Monday, 1 August 2016

Godzina W remembered - a day of emotions

An early start to get to the house where my father lived before and during the war - ul. Filtrowa 68. As it happens, it was in this very building that General Antoni Chruściel 'Monter' gave the order to begin the Warsaw Uprising at 17:00 (Godzina W/'W-Hour') on Tuesday 1 August 1944. There was a laying of wreaths by the commemorative plaque on the wall. My father was asked by journalists whether he knew that General 'Monter' was operating out of the same building. He replied that his brothers did not know that he was in the conspiracy - a soldier of the Home Army (AK) - and he did not know that his brothers were in the conspiracy. Such was the discipline.

My father's story - first visit to Warsaw in 40 years, 93 year-old AK Warsaw Uprising veteran, who lived in the same building in which the historic order was given - meant that he gave as many TV and radio interviews in a half an hour as I do in a week. In the background is a small shop, which my grandmother ran before and during the war.

The ceremony on ul. Filtrowa marked the first of a day-long series of events commemorating the outbreak of the Uprising.

Below: my father and his niece Marynka inside the courtyard at ul. Filtrowa 68 (where Marynka and her husband Jarek still live). So many memories from his childhood.

Below: the medals belonging to my father's late cousin Basia, who died last September. She fought with AK and was buried with full military honours - a band, three rifle volleys over her grave. AK veterans are treated with the utmost respect by the Polish military and Warsaw's city authorities.

We caught the bus to the next location (my father travels free) - Plac Piłsudskiego - for the Changing of the Guard at the Tomb of the Unknown Soldier and the main wreath-laying ceremony (below). On the way, several young men came up to my father to shake his hand and thank him, on the bus, walking to the venue, at the venue. My father pointed out that they were all educated in Free Poland (ie post-1989) and the Warsaw Uprising was no longer a taboo subject in school history lessons.

Below: my father meets Her Majesty's Ambassador, Jonathan Knott, who had just laid a wreath on behalf of the British Embassy.

Below: by the Tomb of the Unknown Soldier. The two of us were last here together exactly 50 years ago - August 1966. I remember the marching band playing De Sousa's Liberty Bell.

After a visit to my office to introduce my father to my colleagues, we met up with Kazimierz Możdzonek, my father's comrade from Batalion Odwet, and went to Powązki military cemetery to visit the Odwet memorial. From the unit, over 600 strong, 237 perished during the Uprising and its aftermath.

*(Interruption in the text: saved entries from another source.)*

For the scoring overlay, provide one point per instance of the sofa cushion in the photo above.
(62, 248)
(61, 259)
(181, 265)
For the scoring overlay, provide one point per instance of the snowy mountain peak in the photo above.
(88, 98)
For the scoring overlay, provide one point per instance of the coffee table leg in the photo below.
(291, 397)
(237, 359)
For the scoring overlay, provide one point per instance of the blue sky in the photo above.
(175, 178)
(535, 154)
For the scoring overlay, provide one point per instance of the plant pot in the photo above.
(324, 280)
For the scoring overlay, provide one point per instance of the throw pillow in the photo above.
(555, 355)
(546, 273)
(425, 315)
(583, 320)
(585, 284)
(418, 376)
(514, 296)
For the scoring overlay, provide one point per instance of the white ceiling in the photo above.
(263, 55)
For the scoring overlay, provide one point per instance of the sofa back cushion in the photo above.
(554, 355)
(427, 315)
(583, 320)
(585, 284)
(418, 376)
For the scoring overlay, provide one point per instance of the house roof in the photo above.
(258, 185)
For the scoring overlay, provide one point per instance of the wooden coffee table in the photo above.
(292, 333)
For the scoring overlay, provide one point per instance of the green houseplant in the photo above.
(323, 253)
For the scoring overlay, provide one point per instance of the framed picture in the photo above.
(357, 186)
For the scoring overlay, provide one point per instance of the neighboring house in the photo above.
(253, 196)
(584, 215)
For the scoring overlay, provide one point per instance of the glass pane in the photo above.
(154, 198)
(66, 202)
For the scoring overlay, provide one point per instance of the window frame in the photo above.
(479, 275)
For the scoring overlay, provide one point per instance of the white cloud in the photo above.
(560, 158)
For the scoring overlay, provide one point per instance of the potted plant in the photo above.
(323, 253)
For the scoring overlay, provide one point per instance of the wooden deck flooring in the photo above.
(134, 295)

Finally, shortly after Godzina W, a wonderful thing happened.

For many years, neither I nor Marynka could find the grave of our Uncle Józef, the youngest of the three Dembiński brothers. He fought with Batalion Miotła, and died on 1 September 1944 of the wounds he sustained in fighting around ul. Czerniakówska. His grave had been marked by a cross of silver birch - we visited it 50 years ago, and have a black-and-white photograph of it. But since then, the grave markers have been replaced with concrete crosses. I've been here twice looking for a birch cross, and failed. Moni (seen here behind my father laying flowers) took matters into her own hands, went to the cemetery director's office - and despite this being the busiest day of the year there, they happily printed out full information about the grave, its whereabouts and the deceased. Moni found it without any difficulty.

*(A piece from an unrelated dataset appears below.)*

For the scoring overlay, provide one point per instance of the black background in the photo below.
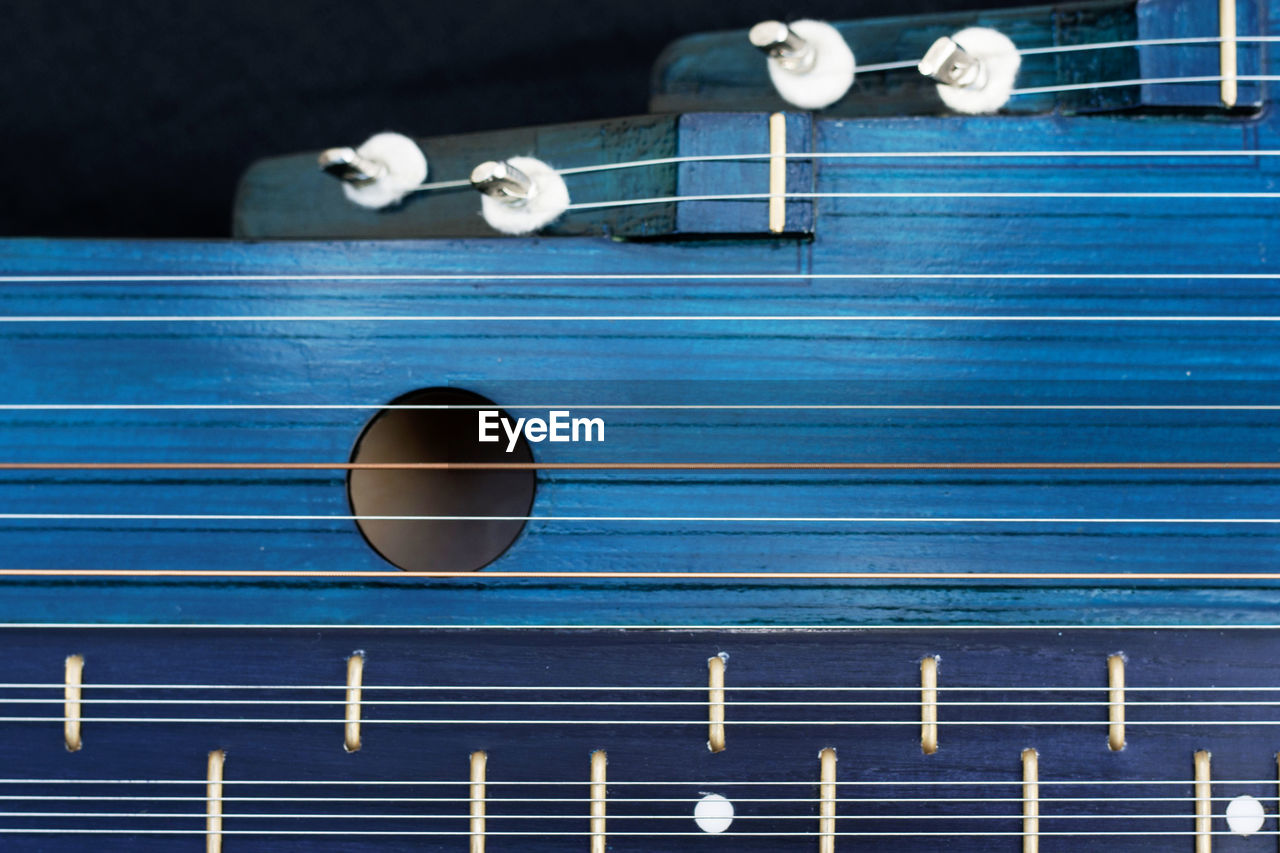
(137, 117)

For my father, a great day. He was treated with such respect by the people of Warsaw, and visitors - people of all ages, Poles who felt they owed him a debt of gratitude for his courage and fortitude. He was heard by many people who wanted to hear his story.

Here are the bare facts of his participation in the Uprising.

Tens of thousands of people attended today's events across Warsaw. The message of the Warsaw Uprising to Poland's foes is simple: Poles have fought and died for their freedom and independence - try to take it from them - and they will fight you. With determination. No other capital city anywhere in the world has risen up and held an occupying force at bay for anywhere near as long as 63 days. The legend of the Powstańcy will live on in the hearts of successive generations of young Poles. And will make putative invaders think twice.

This time three years:
Godzina W commemorated in a more civilised way

Godzina W four years ago (2012)

Godzina W five years ago (2011)

Godzina W seven years ago (2009)


Anonymous said...

Thank you again for sharing it. So moving.

Paddy said...

Brought tears to my eyes as I read it, must have been an extraordinary day.